Assuming a 5% rate of return and $50 per month in HSA medical expenses, you’d have just over $242,000 saved in your HSA at age 65. Using an HSA calculator to play around with the numbers can give you a better idea of how much you could have in your HSA for retirement if you’re saving consistently.
When Can I Use My HSA Funds?
Technically your HSA funds are available to you at any time. So if you have to pick up a prescription or make an unscheduled visit to the doctor, you could tap into your HSA to pay for any out-of-pocket costs not covered by insurance.

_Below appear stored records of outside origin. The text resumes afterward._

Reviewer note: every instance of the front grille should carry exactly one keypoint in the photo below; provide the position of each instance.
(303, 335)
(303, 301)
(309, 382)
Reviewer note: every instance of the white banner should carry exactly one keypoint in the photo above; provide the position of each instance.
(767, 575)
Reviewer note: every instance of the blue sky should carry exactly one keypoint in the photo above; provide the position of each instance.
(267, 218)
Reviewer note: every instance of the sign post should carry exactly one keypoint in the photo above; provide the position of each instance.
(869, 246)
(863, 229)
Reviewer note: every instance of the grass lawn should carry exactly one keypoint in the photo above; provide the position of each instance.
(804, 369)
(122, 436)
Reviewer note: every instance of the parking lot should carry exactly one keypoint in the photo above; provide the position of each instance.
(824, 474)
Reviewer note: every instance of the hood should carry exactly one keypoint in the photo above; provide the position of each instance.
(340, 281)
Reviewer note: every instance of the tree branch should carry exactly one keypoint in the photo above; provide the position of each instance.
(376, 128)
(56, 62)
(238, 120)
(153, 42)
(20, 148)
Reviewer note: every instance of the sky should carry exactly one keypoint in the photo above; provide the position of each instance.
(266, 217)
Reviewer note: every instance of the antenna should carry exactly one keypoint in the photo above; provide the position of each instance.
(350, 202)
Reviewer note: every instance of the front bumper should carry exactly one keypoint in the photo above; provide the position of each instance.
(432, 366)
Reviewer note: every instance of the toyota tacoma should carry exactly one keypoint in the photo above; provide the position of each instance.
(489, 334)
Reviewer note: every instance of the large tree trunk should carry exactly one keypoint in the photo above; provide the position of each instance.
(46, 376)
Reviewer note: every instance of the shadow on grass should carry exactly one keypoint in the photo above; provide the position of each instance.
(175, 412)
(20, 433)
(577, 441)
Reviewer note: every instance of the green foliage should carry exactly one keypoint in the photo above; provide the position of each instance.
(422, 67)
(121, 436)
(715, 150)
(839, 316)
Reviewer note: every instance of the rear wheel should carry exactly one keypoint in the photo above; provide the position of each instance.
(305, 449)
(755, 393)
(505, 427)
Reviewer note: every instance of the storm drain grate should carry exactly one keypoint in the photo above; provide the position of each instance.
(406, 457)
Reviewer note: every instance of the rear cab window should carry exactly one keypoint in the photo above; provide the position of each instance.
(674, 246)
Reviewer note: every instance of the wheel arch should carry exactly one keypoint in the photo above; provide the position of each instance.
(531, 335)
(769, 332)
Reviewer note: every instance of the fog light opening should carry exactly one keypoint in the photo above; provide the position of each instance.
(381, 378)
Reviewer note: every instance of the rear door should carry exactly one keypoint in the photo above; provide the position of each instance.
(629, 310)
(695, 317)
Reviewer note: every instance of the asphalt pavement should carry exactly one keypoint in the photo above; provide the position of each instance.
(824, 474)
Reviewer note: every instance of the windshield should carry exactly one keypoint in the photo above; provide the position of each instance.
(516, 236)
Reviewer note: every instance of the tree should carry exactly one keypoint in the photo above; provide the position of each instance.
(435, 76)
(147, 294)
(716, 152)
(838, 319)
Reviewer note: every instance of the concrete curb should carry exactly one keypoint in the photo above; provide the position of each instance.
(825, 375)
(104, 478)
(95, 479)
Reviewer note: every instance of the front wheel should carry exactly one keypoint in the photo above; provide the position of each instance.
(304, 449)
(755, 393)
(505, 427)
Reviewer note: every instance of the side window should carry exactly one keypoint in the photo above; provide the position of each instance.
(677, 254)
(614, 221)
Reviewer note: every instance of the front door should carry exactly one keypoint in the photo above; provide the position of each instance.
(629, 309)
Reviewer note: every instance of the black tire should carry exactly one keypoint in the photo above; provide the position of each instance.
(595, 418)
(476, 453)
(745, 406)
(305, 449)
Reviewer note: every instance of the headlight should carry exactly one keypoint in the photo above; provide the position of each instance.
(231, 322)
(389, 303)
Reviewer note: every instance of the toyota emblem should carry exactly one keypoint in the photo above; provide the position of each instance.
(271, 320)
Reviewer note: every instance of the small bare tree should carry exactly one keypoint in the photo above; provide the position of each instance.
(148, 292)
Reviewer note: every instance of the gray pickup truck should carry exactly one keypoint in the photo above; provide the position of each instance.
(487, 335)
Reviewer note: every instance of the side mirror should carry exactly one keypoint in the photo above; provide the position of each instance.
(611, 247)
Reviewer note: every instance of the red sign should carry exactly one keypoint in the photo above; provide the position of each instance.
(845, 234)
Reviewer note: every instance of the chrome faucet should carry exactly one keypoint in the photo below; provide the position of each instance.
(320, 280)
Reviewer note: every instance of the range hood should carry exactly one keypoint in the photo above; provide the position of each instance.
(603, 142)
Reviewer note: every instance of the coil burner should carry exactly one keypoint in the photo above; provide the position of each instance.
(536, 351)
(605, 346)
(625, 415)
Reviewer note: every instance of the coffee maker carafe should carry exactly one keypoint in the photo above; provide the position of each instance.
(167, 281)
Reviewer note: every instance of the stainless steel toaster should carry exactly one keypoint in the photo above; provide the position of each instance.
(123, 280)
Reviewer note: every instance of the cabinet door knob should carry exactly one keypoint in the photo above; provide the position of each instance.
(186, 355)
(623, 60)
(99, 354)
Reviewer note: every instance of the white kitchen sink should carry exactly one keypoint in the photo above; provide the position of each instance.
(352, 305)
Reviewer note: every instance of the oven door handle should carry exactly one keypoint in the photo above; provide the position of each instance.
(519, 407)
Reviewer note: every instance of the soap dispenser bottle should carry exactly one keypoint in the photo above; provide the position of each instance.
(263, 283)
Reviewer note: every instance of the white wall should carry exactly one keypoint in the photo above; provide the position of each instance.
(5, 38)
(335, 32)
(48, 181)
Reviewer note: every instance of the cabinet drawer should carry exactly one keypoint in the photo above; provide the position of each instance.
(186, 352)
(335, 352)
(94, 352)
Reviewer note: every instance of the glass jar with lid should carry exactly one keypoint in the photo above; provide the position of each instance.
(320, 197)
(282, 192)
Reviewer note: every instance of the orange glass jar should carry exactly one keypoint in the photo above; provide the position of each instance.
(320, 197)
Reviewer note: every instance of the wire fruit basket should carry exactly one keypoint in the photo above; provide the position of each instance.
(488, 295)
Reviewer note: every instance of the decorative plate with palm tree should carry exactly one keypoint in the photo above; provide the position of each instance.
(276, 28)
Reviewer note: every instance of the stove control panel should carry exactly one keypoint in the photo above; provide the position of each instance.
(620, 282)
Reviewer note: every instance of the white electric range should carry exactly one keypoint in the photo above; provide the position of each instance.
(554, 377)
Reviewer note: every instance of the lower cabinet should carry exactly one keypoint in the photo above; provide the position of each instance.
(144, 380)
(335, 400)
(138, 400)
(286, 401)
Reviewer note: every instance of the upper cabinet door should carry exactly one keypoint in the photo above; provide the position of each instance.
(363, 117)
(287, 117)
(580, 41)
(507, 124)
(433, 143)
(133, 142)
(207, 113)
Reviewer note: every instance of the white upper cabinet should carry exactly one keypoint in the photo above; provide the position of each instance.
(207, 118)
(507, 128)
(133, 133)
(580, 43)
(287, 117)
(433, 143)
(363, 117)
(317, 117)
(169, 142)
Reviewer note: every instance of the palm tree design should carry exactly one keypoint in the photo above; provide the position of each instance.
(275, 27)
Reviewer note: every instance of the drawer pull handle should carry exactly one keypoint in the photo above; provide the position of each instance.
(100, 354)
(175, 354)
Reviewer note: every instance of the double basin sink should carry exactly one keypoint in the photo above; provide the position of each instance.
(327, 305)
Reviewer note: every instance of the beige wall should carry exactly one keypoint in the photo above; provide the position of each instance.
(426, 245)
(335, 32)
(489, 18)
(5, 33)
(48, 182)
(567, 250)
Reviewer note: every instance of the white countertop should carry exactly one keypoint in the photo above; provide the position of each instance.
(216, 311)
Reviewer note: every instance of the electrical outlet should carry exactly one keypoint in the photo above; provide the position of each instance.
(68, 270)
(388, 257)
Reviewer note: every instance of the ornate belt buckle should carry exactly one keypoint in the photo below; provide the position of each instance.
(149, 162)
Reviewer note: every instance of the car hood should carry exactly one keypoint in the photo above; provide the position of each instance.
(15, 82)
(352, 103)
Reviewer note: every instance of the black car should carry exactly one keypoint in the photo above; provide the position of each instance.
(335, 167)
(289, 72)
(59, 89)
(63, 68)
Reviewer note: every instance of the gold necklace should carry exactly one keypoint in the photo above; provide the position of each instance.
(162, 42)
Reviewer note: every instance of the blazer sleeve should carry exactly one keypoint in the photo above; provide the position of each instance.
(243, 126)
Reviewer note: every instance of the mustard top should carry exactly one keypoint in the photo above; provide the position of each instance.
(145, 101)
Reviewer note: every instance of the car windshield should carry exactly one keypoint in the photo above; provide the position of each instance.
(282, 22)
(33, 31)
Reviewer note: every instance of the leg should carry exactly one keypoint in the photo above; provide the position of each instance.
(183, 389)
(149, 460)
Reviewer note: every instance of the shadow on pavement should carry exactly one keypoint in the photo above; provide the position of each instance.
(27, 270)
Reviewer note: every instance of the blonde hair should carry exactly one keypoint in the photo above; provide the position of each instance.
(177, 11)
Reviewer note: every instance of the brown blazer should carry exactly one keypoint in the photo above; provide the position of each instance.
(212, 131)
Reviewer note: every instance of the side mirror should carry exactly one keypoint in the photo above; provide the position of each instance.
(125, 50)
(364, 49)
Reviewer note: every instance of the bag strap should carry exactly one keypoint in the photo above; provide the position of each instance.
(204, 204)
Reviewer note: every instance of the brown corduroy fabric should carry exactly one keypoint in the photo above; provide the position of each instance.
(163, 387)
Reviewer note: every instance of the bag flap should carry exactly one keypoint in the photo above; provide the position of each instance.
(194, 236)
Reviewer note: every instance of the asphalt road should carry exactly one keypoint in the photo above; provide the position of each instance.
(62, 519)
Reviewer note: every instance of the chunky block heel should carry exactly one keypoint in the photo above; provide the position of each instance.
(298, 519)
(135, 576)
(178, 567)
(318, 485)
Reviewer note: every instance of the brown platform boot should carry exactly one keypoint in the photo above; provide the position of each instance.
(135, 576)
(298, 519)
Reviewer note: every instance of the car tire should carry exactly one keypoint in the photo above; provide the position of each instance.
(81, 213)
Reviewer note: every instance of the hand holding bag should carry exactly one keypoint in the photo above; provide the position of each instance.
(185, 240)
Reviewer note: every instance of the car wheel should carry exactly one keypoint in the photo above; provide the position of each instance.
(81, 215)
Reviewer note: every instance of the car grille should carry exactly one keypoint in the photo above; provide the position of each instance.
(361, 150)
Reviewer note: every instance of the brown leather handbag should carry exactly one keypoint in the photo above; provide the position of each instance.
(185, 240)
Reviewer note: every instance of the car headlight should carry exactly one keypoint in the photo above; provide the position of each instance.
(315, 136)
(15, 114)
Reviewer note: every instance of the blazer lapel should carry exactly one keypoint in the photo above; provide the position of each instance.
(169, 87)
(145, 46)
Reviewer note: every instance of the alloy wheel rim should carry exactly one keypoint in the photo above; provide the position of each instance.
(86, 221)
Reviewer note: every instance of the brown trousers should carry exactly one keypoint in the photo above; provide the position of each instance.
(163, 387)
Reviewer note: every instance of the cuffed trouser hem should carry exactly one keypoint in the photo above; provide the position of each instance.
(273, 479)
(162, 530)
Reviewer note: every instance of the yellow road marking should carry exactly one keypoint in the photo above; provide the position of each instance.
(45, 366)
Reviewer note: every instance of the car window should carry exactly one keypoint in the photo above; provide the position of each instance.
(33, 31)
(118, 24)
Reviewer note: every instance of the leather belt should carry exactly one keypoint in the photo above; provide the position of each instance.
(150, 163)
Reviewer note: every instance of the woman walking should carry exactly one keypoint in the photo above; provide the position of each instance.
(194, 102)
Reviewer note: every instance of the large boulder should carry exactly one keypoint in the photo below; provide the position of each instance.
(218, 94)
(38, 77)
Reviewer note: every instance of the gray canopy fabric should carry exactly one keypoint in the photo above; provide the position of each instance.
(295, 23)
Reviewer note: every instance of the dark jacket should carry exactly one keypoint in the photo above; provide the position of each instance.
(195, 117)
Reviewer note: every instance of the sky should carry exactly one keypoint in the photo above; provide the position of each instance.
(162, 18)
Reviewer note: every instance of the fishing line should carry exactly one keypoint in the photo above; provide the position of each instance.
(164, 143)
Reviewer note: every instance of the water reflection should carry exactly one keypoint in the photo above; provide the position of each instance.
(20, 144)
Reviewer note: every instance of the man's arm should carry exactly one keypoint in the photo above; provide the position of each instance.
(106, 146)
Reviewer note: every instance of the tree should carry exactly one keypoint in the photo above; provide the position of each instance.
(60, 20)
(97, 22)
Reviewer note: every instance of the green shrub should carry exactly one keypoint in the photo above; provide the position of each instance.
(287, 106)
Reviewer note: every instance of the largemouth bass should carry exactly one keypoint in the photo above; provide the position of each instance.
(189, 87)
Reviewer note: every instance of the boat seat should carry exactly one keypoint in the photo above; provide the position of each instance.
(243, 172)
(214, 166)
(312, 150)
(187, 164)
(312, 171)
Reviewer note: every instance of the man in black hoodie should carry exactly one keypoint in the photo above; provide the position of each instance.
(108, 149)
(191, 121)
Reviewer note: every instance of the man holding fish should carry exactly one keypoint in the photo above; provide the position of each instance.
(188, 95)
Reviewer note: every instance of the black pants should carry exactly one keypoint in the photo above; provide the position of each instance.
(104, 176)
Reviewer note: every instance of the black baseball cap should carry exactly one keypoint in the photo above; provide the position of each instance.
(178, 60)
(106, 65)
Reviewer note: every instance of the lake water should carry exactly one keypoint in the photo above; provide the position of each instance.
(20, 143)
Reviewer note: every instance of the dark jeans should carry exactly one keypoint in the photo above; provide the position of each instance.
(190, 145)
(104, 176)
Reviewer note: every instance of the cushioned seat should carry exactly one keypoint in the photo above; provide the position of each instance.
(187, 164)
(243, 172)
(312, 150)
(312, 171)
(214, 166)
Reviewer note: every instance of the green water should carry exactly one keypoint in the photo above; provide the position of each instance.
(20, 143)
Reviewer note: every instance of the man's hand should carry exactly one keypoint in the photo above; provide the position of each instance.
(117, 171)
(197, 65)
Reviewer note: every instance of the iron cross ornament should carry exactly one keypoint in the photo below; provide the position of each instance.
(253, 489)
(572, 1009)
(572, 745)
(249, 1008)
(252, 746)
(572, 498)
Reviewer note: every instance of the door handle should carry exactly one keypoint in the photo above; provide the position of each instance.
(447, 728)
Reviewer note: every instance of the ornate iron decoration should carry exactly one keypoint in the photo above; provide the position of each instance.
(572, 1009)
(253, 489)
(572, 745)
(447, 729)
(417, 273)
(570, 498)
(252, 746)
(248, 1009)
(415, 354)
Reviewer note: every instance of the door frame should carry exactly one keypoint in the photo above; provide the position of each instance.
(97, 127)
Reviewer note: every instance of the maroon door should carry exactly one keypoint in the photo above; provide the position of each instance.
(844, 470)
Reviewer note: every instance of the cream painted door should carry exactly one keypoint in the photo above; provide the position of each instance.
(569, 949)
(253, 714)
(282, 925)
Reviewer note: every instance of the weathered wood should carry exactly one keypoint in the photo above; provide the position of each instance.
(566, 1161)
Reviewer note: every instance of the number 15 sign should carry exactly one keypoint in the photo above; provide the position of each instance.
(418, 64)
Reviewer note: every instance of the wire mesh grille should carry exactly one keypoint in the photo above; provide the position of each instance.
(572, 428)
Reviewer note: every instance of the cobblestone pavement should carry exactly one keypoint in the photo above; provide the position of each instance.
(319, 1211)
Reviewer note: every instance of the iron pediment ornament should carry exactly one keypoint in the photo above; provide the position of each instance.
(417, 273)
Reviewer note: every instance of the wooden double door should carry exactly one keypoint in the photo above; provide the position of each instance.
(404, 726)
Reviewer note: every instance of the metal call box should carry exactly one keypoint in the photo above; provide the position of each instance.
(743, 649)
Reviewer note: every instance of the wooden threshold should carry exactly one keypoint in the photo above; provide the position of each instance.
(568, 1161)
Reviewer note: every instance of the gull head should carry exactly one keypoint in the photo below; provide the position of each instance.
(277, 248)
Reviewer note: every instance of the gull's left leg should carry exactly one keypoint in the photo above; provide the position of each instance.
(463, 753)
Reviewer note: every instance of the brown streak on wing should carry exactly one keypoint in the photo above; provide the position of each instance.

If you’re interested in using an HSA in retirement, though, it’s better to leave the money alone if you can, so that it has more opportunity to grow over time.
The Takeaway
A health savings account can be a valuable tool to help pay for qualified out-of-pocket medical costs, tax-free right now. But an HSA can also be used to accumulate savings (and interest) tax-free, to be used on medical and non-medical expenses in retirement.
While an HSA can be useful for retirement, especially given the rising cost of long-term care and other medical needs, note that the annual contribution limit for individuals is much lower than other retirement accounts. Also, the investment options in an HSA may be limited compared with other retirement plans.